Glowgreen – a sustainable development project that rewards solar farms allocating 100% of their revenues to building future solar farms. It enables the creation and operation of solar farms, especially in areas where it wouldn’t be profitable without incentives. Through partners like WattTime, it tracks real-time interactions of solar panels with the grid to calculate precise carbon offset credits.

Energy Web – A global nonprofit organization aiming to accelerate the energy transition by developing and deploying open-source Web3 technologies that help companies unlock business value from clean and distributed energy resources. Widespread adoption of those solutions can relocate excess energy so it is not wasted.

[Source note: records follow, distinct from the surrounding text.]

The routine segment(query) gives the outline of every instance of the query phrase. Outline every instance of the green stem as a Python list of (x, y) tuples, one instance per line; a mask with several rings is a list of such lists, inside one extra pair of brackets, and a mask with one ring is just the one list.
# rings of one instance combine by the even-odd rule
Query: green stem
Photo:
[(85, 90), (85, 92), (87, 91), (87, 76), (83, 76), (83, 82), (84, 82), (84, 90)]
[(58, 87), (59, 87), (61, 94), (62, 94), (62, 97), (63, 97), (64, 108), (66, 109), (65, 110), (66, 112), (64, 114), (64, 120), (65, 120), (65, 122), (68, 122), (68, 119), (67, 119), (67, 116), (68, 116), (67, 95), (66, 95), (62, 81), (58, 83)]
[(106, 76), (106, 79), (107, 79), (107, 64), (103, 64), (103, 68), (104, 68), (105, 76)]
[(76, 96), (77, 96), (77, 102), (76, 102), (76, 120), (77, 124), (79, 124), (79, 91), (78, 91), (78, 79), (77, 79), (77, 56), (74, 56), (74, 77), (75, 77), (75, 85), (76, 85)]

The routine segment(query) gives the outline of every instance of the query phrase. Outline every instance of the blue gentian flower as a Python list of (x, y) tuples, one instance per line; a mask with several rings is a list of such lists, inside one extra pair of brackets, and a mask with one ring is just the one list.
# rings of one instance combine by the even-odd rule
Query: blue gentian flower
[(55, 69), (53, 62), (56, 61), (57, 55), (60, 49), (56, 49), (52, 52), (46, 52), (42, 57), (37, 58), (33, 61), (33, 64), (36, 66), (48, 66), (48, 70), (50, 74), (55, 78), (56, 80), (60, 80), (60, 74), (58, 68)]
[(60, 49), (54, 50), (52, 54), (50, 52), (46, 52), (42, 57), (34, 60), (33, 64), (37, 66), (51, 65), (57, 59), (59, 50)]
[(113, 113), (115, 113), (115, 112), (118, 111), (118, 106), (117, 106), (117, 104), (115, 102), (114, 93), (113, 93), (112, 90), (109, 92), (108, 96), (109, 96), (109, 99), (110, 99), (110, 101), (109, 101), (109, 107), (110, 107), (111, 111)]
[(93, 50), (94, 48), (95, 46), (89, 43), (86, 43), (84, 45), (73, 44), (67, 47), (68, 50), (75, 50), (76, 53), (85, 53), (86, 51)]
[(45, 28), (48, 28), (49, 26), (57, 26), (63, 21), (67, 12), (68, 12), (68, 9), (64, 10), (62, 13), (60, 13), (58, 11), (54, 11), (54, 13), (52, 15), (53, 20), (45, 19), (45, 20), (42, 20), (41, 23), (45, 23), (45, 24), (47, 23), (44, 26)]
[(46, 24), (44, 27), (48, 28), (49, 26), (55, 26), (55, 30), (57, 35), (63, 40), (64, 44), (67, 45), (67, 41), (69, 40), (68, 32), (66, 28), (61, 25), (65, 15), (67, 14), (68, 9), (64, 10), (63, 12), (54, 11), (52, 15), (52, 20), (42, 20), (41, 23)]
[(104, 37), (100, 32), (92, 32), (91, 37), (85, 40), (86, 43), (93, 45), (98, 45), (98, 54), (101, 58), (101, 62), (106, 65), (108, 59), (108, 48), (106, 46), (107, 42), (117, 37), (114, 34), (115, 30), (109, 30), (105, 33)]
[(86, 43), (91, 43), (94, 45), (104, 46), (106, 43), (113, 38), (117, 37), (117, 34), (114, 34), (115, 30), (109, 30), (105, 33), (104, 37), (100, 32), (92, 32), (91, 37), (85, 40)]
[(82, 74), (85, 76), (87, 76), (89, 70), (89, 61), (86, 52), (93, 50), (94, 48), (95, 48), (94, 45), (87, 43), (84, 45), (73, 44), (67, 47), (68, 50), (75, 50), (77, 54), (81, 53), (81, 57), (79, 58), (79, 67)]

According to Messari, in the future, we can expect more projects aligned with the DePIN concept, which will intersect with sectors such as artificial intelligence (AI), memetic cryptocurrencies (Memecoins), the gaming industry, and privacy protection.

Conclusion

The final observations regarding DePIN are extremely promising. We see more and more companies embracing this technology, indicating growing enthusiasm and trust in its potential. This dynamic tool becomes a field for continuous optimization, responding to the demand for more efficient solutions. Looking at the scale and number of projects fitting into this narrative, as well as media interest, it seems that DePIN still has a lot to offer in the future. However, in a world of rapidly changing trends, we cannot rule out the emergence of a new narrative that leaves previous trends far behind.